Editor prepares for life beyond high school.
There is a phrase that rattles the rickety bridge that connects between the time capsule of life so far–my room–nestled in the comforts of my parents’ home and the 15 ft x 15 ft dorm room in which I will be squeezing all essentials. The phrase: “I’m an adult.”
For parents this is a phrase from the depths of hell. It is an end-all to arguments about spending the night at boyfriends’ houses, being out past 1:30 a.m. and skipping school on a Friday.
For teenagers it is the end to the coming-of-age story called high school. It’s the realization that soon they’ll be on their own and they will have to make choices for themselves like picking between spending $10 for lunch at Starbucks or Bread Company.
For me, it’s the frustration of being kicked out of the school library for “playing on my phone” when really I was reading the news on my CNN app. It’s the knowing I’ll be five hours away from my parents next year and I’ll have to walk six blocks between classes freezing my butt off with no mom to come pick me up.
I don’t necessarily feel like an adult now that I have turned 18 back in January, but I feel like I should be treated differently. I think it’s the same for most high school juniors and seniors.
We have made one of the biggest decisions in our lives: picking a college. So we feel, having made one of the biggest decisions in our lives, that we are entitled to more respect.

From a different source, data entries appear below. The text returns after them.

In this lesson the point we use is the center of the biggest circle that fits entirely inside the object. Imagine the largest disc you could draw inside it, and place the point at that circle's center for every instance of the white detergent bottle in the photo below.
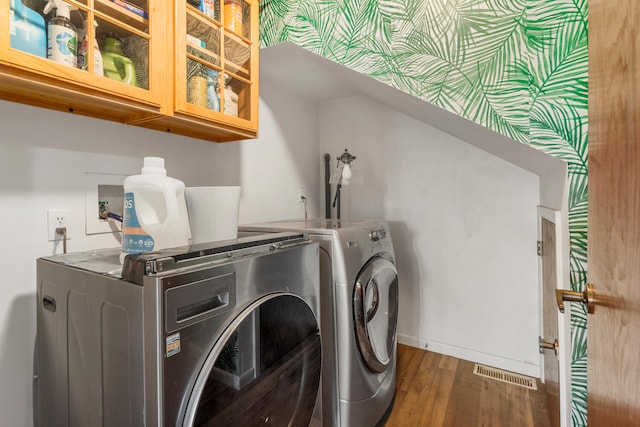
(155, 211)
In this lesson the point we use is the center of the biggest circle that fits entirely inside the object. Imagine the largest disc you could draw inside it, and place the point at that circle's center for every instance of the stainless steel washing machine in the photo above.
(223, 334)
(359, 311)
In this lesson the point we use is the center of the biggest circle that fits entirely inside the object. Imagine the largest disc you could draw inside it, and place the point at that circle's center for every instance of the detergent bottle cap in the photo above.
(62, 9)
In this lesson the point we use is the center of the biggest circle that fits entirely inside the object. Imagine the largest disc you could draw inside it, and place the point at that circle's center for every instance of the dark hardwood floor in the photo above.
(436, 390)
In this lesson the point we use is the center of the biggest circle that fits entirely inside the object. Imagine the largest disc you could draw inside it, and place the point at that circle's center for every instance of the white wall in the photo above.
(464, 228)
(43, 158)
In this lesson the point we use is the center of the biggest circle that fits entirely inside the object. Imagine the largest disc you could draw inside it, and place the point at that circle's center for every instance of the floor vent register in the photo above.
(505, 376)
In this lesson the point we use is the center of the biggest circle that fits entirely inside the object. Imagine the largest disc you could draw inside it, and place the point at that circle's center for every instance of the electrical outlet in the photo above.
(57, 218)
(302, 193)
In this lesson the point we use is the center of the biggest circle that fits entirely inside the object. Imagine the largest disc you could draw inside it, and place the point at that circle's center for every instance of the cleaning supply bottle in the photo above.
(83, 62)
(27, 29)
(61, 34)
(116, 65)
(155, 211)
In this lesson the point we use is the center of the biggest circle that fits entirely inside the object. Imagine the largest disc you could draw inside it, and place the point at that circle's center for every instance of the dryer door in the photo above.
(263, 370)
(375, 307)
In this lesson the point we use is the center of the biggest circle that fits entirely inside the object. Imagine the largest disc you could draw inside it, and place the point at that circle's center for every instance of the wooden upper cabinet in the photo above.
(178, 67)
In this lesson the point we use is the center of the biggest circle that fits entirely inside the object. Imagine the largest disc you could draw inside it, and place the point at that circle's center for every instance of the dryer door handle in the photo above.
(361, 320)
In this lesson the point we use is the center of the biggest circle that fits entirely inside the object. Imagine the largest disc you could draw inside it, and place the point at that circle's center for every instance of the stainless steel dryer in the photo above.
(359, 312)
(223, 334)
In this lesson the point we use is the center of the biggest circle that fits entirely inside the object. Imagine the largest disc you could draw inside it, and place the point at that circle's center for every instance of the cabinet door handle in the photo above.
(49, 303)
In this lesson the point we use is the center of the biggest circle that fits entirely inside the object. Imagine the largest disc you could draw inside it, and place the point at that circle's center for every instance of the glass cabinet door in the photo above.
(215, 75)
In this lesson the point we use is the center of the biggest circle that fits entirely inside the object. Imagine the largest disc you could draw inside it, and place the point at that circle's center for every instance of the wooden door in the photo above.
(614, 213)
(550, 319)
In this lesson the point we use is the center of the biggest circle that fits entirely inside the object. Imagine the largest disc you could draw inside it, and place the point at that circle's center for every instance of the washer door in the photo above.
(264, 369)
(375, 308)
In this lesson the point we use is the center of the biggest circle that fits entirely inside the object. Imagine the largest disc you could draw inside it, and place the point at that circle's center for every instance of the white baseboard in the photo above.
(472, 355)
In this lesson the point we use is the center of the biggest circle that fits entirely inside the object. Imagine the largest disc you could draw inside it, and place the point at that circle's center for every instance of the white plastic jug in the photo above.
(155, 211)
(213, 213)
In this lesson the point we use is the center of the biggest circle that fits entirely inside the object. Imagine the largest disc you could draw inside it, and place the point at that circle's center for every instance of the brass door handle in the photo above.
(543, 345)
(587, 297)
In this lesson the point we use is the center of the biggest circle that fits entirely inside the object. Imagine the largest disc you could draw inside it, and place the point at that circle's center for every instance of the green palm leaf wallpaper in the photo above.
(518, 67)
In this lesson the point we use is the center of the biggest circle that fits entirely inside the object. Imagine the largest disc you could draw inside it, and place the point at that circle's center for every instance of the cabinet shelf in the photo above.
(121, 14)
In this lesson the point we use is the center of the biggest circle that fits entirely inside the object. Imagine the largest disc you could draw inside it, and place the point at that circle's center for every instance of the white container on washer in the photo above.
(155, 211)
(213, 213)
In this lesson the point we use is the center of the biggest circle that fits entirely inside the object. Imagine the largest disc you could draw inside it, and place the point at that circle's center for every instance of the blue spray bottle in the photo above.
(213, 102)
(27, 29)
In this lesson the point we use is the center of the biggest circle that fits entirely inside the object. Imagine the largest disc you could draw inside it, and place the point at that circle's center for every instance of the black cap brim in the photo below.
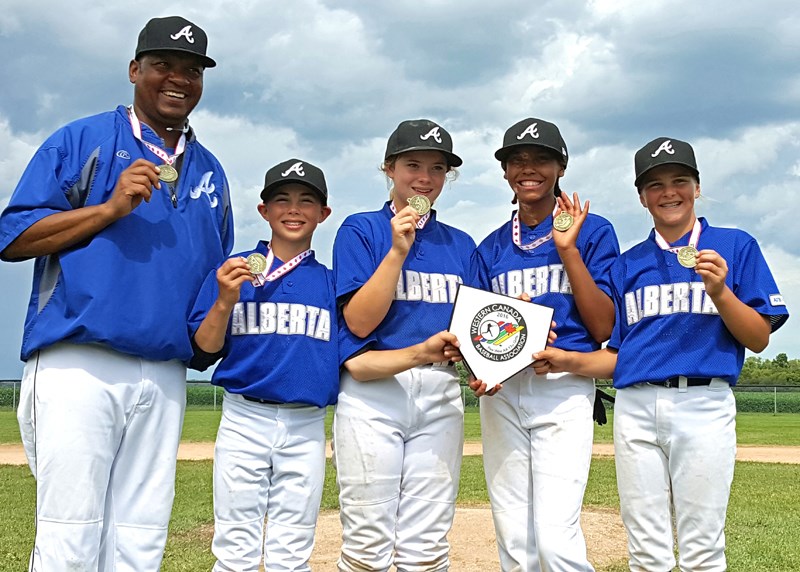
(453, 160)
(207, 62)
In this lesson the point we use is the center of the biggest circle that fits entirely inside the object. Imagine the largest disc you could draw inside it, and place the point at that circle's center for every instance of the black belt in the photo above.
(259, 400)
(690, 381)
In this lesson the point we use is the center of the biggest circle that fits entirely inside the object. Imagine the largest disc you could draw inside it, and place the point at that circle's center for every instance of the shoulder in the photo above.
(728, 234)
(597, 221)
(365, 220)
(88, 131)
(496, 236)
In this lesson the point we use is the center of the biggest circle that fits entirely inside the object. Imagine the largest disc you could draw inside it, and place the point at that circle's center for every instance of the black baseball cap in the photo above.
(295, 171)
(664, 151)
(174, 33)
(422, 135)
(532, 131)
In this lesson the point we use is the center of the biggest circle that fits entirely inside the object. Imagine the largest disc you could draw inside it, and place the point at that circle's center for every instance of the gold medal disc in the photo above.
(563, 222)
(420, 203)
(257, 263)
(687, 256)
(167, 173)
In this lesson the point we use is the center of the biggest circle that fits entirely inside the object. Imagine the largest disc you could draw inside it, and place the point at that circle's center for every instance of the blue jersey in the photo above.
(437, 263)
(281, 343)
(130, 286)
(666, 324)
(505, 268)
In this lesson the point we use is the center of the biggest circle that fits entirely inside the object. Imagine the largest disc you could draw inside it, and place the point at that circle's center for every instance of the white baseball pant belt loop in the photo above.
(104, 441)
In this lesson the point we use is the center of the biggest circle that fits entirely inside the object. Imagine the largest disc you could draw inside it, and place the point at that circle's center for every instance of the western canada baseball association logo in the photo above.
(498, 332)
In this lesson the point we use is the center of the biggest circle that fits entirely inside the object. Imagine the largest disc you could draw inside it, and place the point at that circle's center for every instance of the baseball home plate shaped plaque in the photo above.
(498, 334)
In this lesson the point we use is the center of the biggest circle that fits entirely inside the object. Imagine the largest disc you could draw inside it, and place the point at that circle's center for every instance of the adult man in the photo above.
(125, 213)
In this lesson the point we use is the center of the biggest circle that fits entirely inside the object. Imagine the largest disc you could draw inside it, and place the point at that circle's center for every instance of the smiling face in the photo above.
(532, 173)
(669, 192)
(167, 87)
(293, 212)
(417, 173)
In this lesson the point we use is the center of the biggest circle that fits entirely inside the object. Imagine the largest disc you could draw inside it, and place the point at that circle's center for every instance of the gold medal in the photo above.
(687, 256)
(420, 203)
(167, 173)
(563, 222)
(257, 263)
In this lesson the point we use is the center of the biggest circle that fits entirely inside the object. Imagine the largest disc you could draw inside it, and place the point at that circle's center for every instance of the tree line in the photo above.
(778, 371)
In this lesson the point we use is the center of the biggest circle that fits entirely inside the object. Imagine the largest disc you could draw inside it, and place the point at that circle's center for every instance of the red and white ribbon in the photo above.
(516, 235)
(423, 220)
(136, 126)
(285, 268)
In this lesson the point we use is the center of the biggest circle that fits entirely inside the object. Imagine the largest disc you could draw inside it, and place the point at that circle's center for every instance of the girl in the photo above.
(688, 301)
(399, 436)
(537, 432)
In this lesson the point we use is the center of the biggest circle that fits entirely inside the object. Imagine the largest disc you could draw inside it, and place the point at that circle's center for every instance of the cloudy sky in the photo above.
(328, 81)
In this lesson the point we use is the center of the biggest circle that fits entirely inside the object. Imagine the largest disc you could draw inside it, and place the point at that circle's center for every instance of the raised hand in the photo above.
(713, 269)
(135, 184)
(568, 238)
(230, 276)
(404, 229)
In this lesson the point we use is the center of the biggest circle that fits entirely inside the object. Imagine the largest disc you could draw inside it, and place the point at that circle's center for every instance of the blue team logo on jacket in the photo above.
(205, 187)
(498, 332)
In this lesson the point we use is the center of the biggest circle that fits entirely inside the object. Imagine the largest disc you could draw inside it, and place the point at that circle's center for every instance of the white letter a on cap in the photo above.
(666, 146)
(529, 130)
(296, 168)
(432, 133)
(186, 32)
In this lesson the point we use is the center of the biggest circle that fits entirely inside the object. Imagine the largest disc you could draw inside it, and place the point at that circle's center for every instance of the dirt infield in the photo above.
(472, 537)
(472, 540)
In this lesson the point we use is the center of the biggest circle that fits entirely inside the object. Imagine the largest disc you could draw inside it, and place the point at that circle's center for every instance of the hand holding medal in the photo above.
(230, 276)
(421, 204)
(713, 269)
(568, 220)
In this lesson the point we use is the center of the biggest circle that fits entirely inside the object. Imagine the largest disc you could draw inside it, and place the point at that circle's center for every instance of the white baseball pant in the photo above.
(675, 449)
(398, 445)
(101, 432)
(269, 460)
(537, 446)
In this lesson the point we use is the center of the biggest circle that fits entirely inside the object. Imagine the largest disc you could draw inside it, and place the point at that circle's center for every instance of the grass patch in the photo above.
(761, 529)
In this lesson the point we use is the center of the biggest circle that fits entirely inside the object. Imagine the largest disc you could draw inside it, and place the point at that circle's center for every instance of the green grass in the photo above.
(762, 526)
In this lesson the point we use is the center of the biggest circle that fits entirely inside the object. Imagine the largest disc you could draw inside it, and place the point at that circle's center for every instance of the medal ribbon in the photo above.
(285, 268)
(136, 127)
(423, 220)
(516, 235)
(693, 239)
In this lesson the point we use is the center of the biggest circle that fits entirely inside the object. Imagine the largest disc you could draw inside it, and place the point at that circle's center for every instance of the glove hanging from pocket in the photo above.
(599, 413)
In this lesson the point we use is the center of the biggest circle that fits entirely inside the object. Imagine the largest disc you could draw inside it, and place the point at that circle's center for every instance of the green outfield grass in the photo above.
(752, 428)
(762, 526)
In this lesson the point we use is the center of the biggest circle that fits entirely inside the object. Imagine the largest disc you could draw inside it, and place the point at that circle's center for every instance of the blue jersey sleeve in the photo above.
(354, 258)
(754, 284)
(600, 251)
(50, 184)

It’s not just senioritis; it’s the innate, instinctive feeling that 18 means adult.
I was raised all my life to make my own choices starting with the smallest things, like choosing and ordering my own food off a menu and making the decision to stay up all night at sleepovers in middle school.
Since all through my life I was granted the liberty to choose my classes and direction, it seems weird that I still have to ask, “May I use the restroom?” and sometimes be told, “No.”
In six months, I’ll be living in Chicago by myself with no one I know. I will officially be an adult even though I am the same 18-year-old I was in high school.
So when do we actually make the magical transformation from teenager to adult? Is it the feeling you get when you can get a tattoo without your parents permission? Or is it the loneliness of being independent at college with no mom and dad?
It is a hard transition between high school and the real world. There are some of us who are not ready to flee the nest and others, like me, who are ready to be in that 15 ft x 15 ft dorm room.
I know I cannot speed up or slow down the time between now and September and I can’t argue with my parents or the librarian because I still live in their world. I have to accept it and take it all in because next year when I’m walking from Wabash to Michigan Ave. in a five degree wind chill my mom won’t be able to pick me up.